Tortures are practiced regularly in Tajikistan and it is difficult to say whether number of these cases increases from year to year or have a tendency to reduce. Nevertheless, tortures are practiced quite regularly, UN Special Rapporteur on torture Juan Mendez told the reporters on May 18 in Dushanbe at the end of his nine-day visit to Tajikistan.

Furthermore, confessions gained through torture remain main investigation method for Tajik law enforcement structures and prosecutor authorities.

UN Special Rapporteur said the task to reach high level of crime detection, which is set for inquiry and investigation bodies, leads to practice of torture when confessions need to be obtained through all possible ways.

“I visited 17 closed institutions throughout the country, talked to prisoners in private, talked to victims of tortures in offices of local right defenders. I made the following preliminary conclusions: prisoners suffer from pressure in Tajikistan very often. This pressure has different forms, including threats, beating, use of electric shock,” UN Special Rapporteur said.

He believes that guaranteed access of lawyer to detainees from the moment of his/her detention will significantly reduce or even remove such phenomena.

UN Special Rapporteur said courts often ignore torture appeals filed by detainees. “In accordance with the UN Convention against tortures, Criminal and procedural code guarantees that confessions obtained through tortures can not be used for criminal investigation.
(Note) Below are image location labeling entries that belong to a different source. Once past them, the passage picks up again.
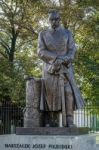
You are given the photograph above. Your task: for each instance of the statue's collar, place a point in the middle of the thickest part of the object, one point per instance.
(53, 30)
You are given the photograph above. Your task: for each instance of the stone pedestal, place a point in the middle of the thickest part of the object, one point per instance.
(41, 142)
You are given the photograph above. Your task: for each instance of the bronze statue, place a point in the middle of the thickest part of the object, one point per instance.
(59, 93)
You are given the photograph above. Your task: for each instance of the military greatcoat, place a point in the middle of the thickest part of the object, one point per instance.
(51, 45)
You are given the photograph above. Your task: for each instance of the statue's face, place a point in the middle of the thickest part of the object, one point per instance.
(54, 20)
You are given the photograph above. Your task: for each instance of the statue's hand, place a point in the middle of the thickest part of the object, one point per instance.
(65, 60)
(57, 64)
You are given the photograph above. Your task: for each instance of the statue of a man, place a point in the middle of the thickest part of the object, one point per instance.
(59, 93)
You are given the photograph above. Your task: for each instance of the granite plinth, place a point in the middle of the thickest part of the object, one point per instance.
(41, 142)
(51, 131)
However, even though this norm has come into force, courts never use it to exclude confessions gained through unauthorized methods,” Mendez has said.

He said lawyers told him about several cases when their clients tried to deny their confessions which, they claimed, were gained through tortures, but courts never take their complaints into account.
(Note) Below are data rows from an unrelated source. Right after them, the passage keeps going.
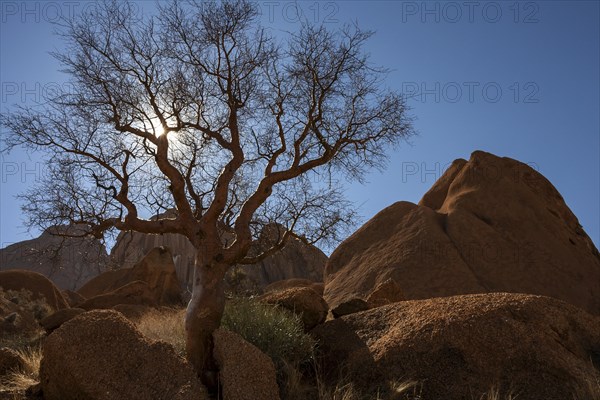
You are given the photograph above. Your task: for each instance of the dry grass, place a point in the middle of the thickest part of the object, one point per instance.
(494, 394)
(395, 390)
(21, 379)
(165, 325)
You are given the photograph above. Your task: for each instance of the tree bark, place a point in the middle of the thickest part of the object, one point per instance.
(203, 316)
“Despite clear standards specified in the international law, there are no independent structures to investigate tortures,” Mendez stressed.

He also pointed at low professional level of medical workers who conduct medical examination of victims of tortures. “Lack of skilled specialists and required equipment, incomplete or faked-up reports of medical experts on tortures, dependence of experts on law enforcement authorities show once again that there is a need to set up an independent institute to carry out medical examinations,” Mendez said.

UN Special Rapporteur said that on May 18 he met with Tajikistan President Emomali Rahmon and told the President that persons who serve their life sentences do not have social contact with members of their families, they are only allowed to have short family visits during which they meet with members of their families through glass. “The entire system of life imprisonment is based on a very limited contact with the prisoners, including cases when prisoners serve their sentences in solitary confinement,” Mendez said.

At the same time he stressed that in the past two years Tajikistan introduced a series of changes into its normative structure and recent introduction of the ‘torture’ article into the Criminal Code is one of the most important changes.

“I’m going to prepare a more detailed report for the Government of Tajikistan and will include a series of recommendations that will allow reduce the number of tortures,” he added.